Now the solution was to use kafka version with zookeeper:

 zookeeper:
    image: confluentinc/cp-zookeeper:7.4.0
    hostname: zookeeper
    container_name: zookeeper
    ports:
      - "2181:2181"
    environment:
      ZOOKEEPER_CLIENT_PORT: 2181
      ZOOKEEPER_TICK_TIME: 2000

  broker:
    image: confluentinc/cp-server:7.4.0
    hostname: broker
    container_name: broker
    depends_on:
      - zookeeper
    ports:
      - "9092:9092"
      - "9101:9101"
    environment:
      KAFKA_BROKER_ID: 1
      KAFKA_ZOOKEEPER_CONNECT: 'zookeeper:2181'
      KAFKA_LISTENER_SECURITY_PROTOCOL_MAP: PLAINTEXT:PLAINTEXT,PLAINTEXT_HOST:PLAINTEXT
      KAFKA_ADVERTISED_LISTENERS: PLAINTEXT://broker:29092,PLAINTEXT_HOST://localhost:9092
      KAFKA_METRIC_REPORTERS: io.confluent.metrics.reporter.ConfluentMetricsReporter
      KAFKA_OFFSETS_TOPIC_REPLICATION_FACTOR: 1
      KAFKA_GROUP_INITIAL_REBALANCE_DELAY_MS: 0
      KAFKA_CONFLUENT_LICENSE_TOPIC_REPLICATION_FACTOR: 1
      KAFKA_CONFLUENT_BALANCER_TOPIC_REPLICATION_FACTOR: 1
      KAFKA_TRANSACTION_STATE_LOG_MIN_ISR: 1
      KAFKA_TRANSACTION_STATE_LOG_REPLICATION_FACTOR: 1
      KAFKA_JMX_PORT: 9101
      KAFKA_JMX_HOSTNAME: localhost
      KAFKA_CONFLUENT_SCHEMA_REGISTRY_URL: http://schema-registry:8081
      CONFLUENT_METRICS_REPORTER_BOOTSTRAP_SERVERS: broker:29092
      CONFLUENT_METRICS_REPORTER_TOPIC_REPLICAS: 1
      CONFLUENT_METRICS_ENABLE: 'true'
      CONFLUENT_SUPPORT_CUSTOMER_ID: 'anonymous'

This is not a complete solution, but it is some progress at least

@tekpriest Hi I have the same issue running Kafka on NestJs. Happens only in the stage/prod environment. When I use local Kafka this issue does not exist.
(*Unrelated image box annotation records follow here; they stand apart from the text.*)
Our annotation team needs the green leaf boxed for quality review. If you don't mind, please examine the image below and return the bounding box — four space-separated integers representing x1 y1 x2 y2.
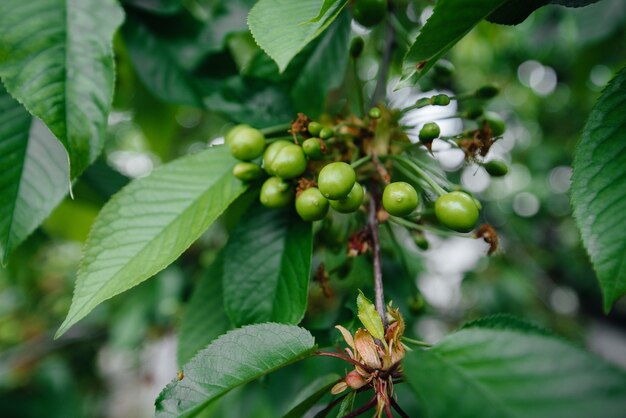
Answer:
0 86 70 264
356 290 385 341
487 0 600 25
283 373 340 418
291 13 350 118
0 0 123 178
396 0 506 89
224 203 312 325
571 68 626 312
404 318 626 418
57 146 246 337
248 0 347 72
156 323 316 418
178 253 231 364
Yeah running locally doesn’t cause errors, but I have been having issues running kafka on docker, anyone got a reference?

@tekpriest Hi I have the same issue running Kafka on NestJs. Happens only in the stage/prod environment. When I use local Kafka this issue does not exist.
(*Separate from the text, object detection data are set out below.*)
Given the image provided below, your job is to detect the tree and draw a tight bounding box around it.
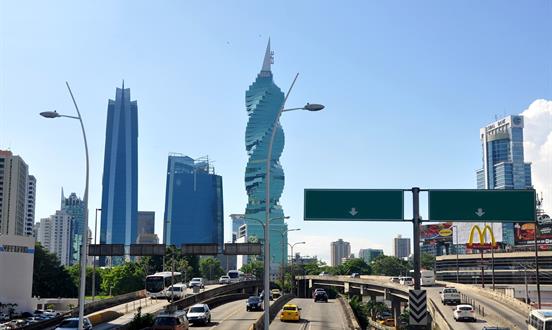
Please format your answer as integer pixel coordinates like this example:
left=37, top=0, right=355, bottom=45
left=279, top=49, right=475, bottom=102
left=240, top=260, right=264, bottom=278
left=372, top=255, right=410, bottom=276
left=199, top=257, right=224, bottom=280
left=32, top=243, right=78, bottom=298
Update from my side: my issue was that we had the same broker for prod and dev, and the app instances were using the same group id (e.g. app dev instance connecting to dev_ topics, app prod instance connecting to prod_ topics). It all started to working fine when we added the env to group id. Hope it helps someone.
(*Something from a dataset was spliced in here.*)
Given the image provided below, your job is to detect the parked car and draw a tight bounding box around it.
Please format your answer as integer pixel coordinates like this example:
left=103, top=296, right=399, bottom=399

"error":"This server does not host this topic-partition"

I am experiencing this issue with NestJS with the subscribeToResponseOf() function even though I know the topic exists… I have search everywhere for a resolution, and tried many code changes.

Any guidance from anyone on how to fix this issue? Is it simply a Kafka BUG??